Benzodiazepine receptor agonists and inverse agonists yield concordant rather than opposing effects on startle responses.

机构信息

Department of Psychology and Neuroscience Program, The Ohio State University, 48 Townshend Hall, Columbus, OH 43210, USA.

出版信息

J Psychopharmacol. 1996 Jan;10(4):309-12. doi: 10.1177/026988119601000409.

Abstract

Benzodiazepine receptor agonists and inverse agonists exert generally opposite actions at both the cellular and behavioural levels. The present study, however, reveals that both the benzodiazepine receptor agonist, chlordiazepoxide and the partial inverse agonist, FG7142, yield a dose-dependent (2-16 mg/kg, i.p) reduction in the amplitude of the acoustic startle response in the rat. The similarity in drug effects on startle was not attributable to congruent effects on basal somatic activity, as chlordiazepoxide resulted in a dose-dependent decrease in activity whereas FG7142 was associated with a small but non-significant increase in activity.

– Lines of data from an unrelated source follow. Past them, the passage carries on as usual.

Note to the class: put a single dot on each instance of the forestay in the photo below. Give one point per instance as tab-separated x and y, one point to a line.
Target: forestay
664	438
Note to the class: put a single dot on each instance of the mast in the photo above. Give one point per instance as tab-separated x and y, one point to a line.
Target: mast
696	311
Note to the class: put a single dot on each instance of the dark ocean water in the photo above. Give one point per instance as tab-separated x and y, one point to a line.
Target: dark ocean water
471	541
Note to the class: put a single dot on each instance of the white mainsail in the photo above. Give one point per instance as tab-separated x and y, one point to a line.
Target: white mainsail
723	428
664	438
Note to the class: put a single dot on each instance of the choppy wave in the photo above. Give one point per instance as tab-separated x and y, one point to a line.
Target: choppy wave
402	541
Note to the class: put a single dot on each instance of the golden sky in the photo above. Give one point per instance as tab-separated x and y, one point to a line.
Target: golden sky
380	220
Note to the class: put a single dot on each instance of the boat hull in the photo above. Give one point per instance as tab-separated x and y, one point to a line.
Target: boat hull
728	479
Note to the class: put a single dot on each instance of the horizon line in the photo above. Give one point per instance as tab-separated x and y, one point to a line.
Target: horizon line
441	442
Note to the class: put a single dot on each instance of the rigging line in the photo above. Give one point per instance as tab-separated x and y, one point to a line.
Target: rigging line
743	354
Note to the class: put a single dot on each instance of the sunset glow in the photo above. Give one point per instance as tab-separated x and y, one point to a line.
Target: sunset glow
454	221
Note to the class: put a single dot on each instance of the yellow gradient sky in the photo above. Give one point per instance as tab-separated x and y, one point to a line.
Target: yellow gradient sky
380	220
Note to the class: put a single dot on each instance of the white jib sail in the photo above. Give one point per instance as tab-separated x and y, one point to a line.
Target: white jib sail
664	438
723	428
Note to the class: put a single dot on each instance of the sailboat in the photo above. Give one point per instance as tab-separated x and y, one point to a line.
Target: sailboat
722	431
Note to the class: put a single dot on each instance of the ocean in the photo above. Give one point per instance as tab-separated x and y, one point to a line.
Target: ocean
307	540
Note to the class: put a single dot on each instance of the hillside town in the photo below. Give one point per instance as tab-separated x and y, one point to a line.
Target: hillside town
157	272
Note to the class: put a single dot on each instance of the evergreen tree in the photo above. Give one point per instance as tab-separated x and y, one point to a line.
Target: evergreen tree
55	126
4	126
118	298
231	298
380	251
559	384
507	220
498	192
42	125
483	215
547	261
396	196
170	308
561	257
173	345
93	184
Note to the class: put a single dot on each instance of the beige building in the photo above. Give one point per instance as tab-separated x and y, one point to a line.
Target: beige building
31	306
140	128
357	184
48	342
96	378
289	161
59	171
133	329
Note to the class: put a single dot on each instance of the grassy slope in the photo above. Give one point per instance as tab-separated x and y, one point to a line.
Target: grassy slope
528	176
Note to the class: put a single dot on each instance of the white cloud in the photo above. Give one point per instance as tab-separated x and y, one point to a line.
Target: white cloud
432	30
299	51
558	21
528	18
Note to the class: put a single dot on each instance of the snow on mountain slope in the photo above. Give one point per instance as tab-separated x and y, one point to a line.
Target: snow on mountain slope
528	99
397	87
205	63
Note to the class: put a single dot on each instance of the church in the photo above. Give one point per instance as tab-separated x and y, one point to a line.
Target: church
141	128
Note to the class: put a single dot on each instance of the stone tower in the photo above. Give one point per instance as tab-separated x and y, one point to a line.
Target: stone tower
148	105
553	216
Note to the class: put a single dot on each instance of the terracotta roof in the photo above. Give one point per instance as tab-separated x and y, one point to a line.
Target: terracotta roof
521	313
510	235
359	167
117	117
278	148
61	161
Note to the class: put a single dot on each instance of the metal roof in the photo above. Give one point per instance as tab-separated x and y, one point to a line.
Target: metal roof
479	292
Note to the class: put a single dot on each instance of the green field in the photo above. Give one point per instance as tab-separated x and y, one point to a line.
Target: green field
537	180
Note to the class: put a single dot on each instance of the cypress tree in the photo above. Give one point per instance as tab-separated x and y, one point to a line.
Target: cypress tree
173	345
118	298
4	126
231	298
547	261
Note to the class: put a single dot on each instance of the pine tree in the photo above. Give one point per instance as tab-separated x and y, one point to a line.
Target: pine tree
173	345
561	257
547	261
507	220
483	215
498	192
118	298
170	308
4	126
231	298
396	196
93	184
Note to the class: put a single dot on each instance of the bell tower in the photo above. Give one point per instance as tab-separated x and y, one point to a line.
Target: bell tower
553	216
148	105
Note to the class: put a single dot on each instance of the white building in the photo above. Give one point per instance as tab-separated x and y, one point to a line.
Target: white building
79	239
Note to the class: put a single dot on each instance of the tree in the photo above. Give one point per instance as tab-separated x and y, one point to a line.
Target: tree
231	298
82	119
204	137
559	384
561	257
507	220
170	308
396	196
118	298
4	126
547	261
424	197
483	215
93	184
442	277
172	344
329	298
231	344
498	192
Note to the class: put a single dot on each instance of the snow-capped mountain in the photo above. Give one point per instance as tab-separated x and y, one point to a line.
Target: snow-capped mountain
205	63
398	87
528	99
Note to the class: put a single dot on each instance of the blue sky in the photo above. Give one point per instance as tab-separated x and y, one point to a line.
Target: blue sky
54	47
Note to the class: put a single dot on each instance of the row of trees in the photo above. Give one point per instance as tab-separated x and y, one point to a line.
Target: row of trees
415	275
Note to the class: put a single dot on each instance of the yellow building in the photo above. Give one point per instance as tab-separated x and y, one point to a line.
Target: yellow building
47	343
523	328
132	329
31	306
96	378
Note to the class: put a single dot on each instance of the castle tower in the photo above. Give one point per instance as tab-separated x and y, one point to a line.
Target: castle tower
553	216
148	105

As these results contrast with the bidirectional actions of benzodiazepine receptor agonists and inverse agonists in behavioural tests of fear or anxiety, the neuronal mechanisms mediating the effects of benzodiazepine receptor ligands on the acoustic startle response may be distinct from those that underlie the specific fear- attenuating and potentiating actions, respectively, of benzodiazepine receptor agonists and inverse agonists.

摘要

苯二氮䓬受体激动剂和反向激动剂在细胞和行为水平上通常发挥相反的作用。然而,本研究显示,苯二氮䓬受体激动剂地西泮和部分反向激动剂 FG7142 均以剂量依赖性方式(2-16mg/kg,腹腔注射)降低大鼠的声刺激反应幅度。药物对惊吓反应的影响相似,并非归因于对基础躯体活动的一致影响,因为地西泮导致活动剂量依赖性下降,而 FG7142 则与活动略有但无显著性增加相关。由于这些结果与苯二氮䓬受体激动剂和反向激动剂在恐惧或焦虑行为测试中的双向作用相反,介导苯二氮䓬受体配体对声刺激反应影响的神经元机制可能与分别为苯二氮䓬受体激动剂和反向激动剂的特定恐惧减弱和增强作用的机制不同。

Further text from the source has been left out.